身売り後も「兄弟」の文字が描かれたユニフォームは残った(2019年撮影)
身売り後も「兄弟」の文字が描かれたユニフォームは残った(2019年撮影)

 

 ただしキャップだけは、旧オーナー企業のロゴを使うわけにいかず、普段ほとんど使われることのないニックネーム、「ブラザーズ」の「B」の文字をあしらったものに変わってしまった。

 しかし時が経つにつれ、旧親会社の色が消えていくのは世の常で、やがてユニフォームの胸の文字には「Brothers」が加わり、チームカラーも黒から濃紺に変わっている。

 台湾プロ野球の面白いところは、その発足時にフランチャイズ制を本格的には導入しなかった(各球団は台湾各地の球場を巡回するかたちで試合を行った)ため、エリア・アイデンティティ(AI)はあまり発達せず、本拠地球場の変更にはあまりファンのアレルギーがないことだ。

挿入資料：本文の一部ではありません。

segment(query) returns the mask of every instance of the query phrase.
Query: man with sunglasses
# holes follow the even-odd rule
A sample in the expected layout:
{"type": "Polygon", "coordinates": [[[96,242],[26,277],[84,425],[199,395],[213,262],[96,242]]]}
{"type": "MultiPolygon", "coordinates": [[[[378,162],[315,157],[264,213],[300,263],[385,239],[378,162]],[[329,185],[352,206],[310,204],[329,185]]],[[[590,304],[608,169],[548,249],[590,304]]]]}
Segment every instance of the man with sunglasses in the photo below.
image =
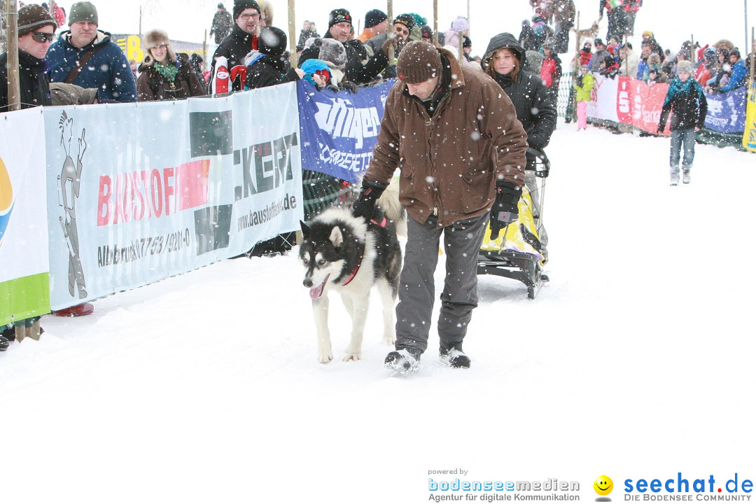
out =
{"type": "Polygon", "coordinates": [[[244,90],[246,66],[244,57],[257,50],[260,6],[255,0],[234,2],[234,26],[212,55],[211,94],[244,90]]]}
{"type": "MultiPolygon", "coordinates": [[[[21,108],[51,105],[45,57],[57,23],[36,4],[18,10],[18,80],[21,108]]],[[[8,53],[0,54],[0,112],[8,111],[8,53]]]]}
{"type": "MultiPolygon", "coordinates": [[[[349,40],[352,30],[352,17],[349,11],[344,8],[333,9],[328,14],[328,31],[324,39],[333,39],[344,45],[346,50],[346,65],[344,68],[345,79],[355,84],[367,84],[375,79],[389,64],[384,48],[376,51],[369,56],[362,42],[357,39],[349,40]],[[367,56],[367,60],[363,64],[363,56],[367,56]]],[[[318,59],[320,48],[313,46],[302,51],[299,56],[299,66],[308,60],[318,59]]]]}
{"type": "Polygon", "coordinates": [[[69,30],[50,46],[50,80],[96,88],[100,101],[137,100],[137,85],[126,55],[98,29],[97,8],[90,2],[71,6],[69,30]]]}
{"type": "MultiPolygon", "coordinates": [[[[18,81],[22,109],[51,105],[50,82],[45,55],[55,36],[57,23],[36,4],[18,10],[18,81]]],[[[0,54],[0,112],[8,112],[8,53],[0,54]]],[[[15,325],[31,326],[39,317],[16,320],[15,325]]],[[[16,339],[14,323],[0,325],[0,351],[16,339]]]]}
{"type": "MultiPolygon", "coordinates": [[[[393,57],[389,58],[388,68],[383,73],[384,79],[392,79],[396,76],[396,70],[395,68],[396,58],[399,57],[401,48],[409,42],[410,33],[412,32],[412,29],[414,28],[414,26],[415,18],[412,17],[412,14],[399,14],[394,18],[392,32],[394,33],[395,51],[393,57]]],[[[365,47],[368,48],[367,54],[380,51],[384,46],[386,46],[386,48],[388,48],[388,44],[386,43],[388,38],[389,36],[387,34],[381,33],[365,42],[365,47]]]]}

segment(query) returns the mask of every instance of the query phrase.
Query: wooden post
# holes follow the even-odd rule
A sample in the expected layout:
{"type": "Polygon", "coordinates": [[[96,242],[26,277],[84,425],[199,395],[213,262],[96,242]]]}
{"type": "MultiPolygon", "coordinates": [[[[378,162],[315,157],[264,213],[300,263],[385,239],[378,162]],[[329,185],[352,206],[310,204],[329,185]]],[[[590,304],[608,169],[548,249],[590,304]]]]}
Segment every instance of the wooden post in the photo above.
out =
{"type": "MultiPolygon", "coordinates": [[[[386,36],[388,39],[394,38],[394,0],[386,0],[386,14],[388,21],[386,23],[386,36]]],[[[391,58],[389,58],[389,64],[391,64],[391,58]]]]}
{"type": "Polygon", "coordinates": [[[205,38],[202,39],[202,70],[207,70],[207,28],[205,29],[205,38]]]}
{"type": "Polygon", "coordinates": [[[289,63],[297,68],[296,19],[294,16],[294,0],[289,0],[289,63]]]}
{"type": "Polygon", "coordinates": [[[433,0],[433,45],[438,45],[438,0],[433,0]]]}
{"type": "Polygon", "coordinates": [[[8,30],[8,110],[21,108],[21,91],[18,83],[18,11],[16,0],[5,0],[8,30]]]}
{"type": "MultiPolygon", "coordinates": [[[[567,32],[568,40],[569,40],[569,32],[567,32]]],[[[580,11],[575,20],[575,73],[577,75],[580,73],[580,11]]]]}
{"type": "Polygon", "coordinates": [[[754,84],[754,66],[756,66],[756,38],[754,37],[754,29],[751,27],[751,71],[748,73],[748,89],[754,84]]]}
{"type": "Polygon", "coordinates": [[[470,27],[467,29],[467,36],[469,37],[470,40],[472,40],[472,20],[470,19],[470,0],[467,0],[467,22],[470,25],[470,27]]]}

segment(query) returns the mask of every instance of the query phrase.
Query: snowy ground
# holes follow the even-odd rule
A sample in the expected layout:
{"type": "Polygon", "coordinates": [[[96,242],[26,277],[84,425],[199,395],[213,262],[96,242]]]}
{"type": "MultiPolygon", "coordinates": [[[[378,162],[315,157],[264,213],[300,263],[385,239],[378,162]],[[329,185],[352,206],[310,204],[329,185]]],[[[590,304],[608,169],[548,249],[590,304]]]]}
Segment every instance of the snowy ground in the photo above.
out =
{"type": "Polygon", "coordinates": [[[318,363],[295,254],[44,317],[0,354],[2,502],[424,502],[428,471],[454,468],[583,500],[602,474],[615,501],[626,478],[756,479],[756,156],[699,145],[671,187],[668,145],[560,122],[551,282],[529,301],[480,278],[469,370],[429,351],[389,374],[377,292],[364,360],[318,363]]]}

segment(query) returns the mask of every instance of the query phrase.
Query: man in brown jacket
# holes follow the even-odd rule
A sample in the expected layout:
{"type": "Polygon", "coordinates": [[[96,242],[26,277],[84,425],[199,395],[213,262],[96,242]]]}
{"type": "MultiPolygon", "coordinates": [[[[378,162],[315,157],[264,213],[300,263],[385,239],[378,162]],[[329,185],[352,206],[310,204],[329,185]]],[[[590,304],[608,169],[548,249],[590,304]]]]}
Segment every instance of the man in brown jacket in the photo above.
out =
{"type": "Polygon", "coordinates": [[[478,251],[489,219],[497,234],[517,218],[527,135],[501,88],[484,73],[461,68],[445,49],[410,42],[399,54],[397,71],[399,80],[386,98],[378,143],[353,209],[371,218],[375,201],[399,168],[407,240],[396,350],[386,365],[401,373],[415,370],[428,347],[443,234],[440,354],[452,367],[469,367],[462,341],[478,304],[478,251]]]}

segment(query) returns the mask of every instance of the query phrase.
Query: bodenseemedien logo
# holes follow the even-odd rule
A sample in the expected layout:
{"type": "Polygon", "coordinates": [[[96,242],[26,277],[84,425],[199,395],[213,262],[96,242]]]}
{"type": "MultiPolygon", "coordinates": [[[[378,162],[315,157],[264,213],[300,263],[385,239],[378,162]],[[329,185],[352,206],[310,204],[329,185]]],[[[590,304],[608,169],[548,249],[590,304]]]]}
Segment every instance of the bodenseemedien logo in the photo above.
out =
{"type": "Polygon", "coordinates": [[[612,490],[614,490],[614,482],[612,478],[606,475],[601,475],[593,481],[593,490],[598,493],[600,497],[596,497],[597,502],[610,502],[612,499],[607,497],[612,490]]]}

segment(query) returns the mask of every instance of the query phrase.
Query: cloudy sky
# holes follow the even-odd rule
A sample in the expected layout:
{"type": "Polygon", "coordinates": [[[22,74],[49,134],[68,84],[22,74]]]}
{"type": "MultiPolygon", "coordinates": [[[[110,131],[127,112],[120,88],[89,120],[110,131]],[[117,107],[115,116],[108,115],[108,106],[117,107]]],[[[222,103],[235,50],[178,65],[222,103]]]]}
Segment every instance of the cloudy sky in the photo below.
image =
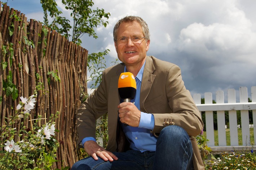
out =
{"type": "MultiPolygon", "coordinates": [[[[70,12],[56,0],[63,16],[70,12]]],[[[6,2],[6,0],[2,0],[6,2]]],[[[148,25],[151,42],[148,55],[176,64],[191,95],[204,97],[217,90],[226,95],[234,88],[256,86],[256,1],[251,0],[94,0],[94,6],[110,12],[106,28],[96,29],[97,39],[85,35],[83,47],[89,53],[110,50],[107,66],[117,56],[113,41],[115,23],[129,15],[148,25]]],[[[40,1],[9,0],[8,6],[28,19],[43,21],[40,1]]],[[[226,99],[225,99],[226,100],[226,99]]]]}

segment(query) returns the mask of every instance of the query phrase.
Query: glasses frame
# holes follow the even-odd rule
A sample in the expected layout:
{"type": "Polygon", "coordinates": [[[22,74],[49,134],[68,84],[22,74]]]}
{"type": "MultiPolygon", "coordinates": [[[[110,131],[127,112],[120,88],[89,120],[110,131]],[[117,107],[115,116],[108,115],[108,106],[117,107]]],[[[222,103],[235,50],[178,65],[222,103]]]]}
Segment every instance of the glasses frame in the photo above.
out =
{"type": "Polygon", "coordinates": [[[120,37],[120,39],[119,39],[118,40],[120,40],[120,38],[125,38],[125,41],[124,41],[123,42],[120,42],[120,40],[116,40],[115,41],[116,42],[116,43],[117,43],[118,44],[125,44],[126,43],[127,43],[127,42],[128,42],[128,40],[129,39],[131,39],[131,40],[133,42],[133,43],[141,43],[142,42],[144,41],[145,39],[146,39],[145,37],[142,37],[140,38],[139,38],[139,39],[137,41],[134,41],[133,40],[132,38],[136,38],[138,37],[120,37]],[[143,39],[142,41],[141,42],[140,42],[140,40],[141,40],[142,39],[143,39]]]}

「兄弟象」時代は台北を本拠とし、新荘球場をもっぱら使用していたのだが、現在はかつて他球団が本拠を置いていた台中に移転している。

 12日の中継を見ると、現在の黄色と濃紺を基調とした「Brothers」のロゴのユニフォームは、片方の袖が濃紺に染められた左右非対称のデザインである。

 中信兄弟は、こうやって少しずつ前身球団の色を薄め、「中信ブラザーズ」に変わってゆくのだろうか。それとも名門球団の跡目を継ぐものとして伝統を継承していくのだろうか。

 日本のプロ野球が休止している今、そんなこと考えながら台湾プロ野球、CPBLの中継を見るのも外出自粛の中、面白いかもしれない。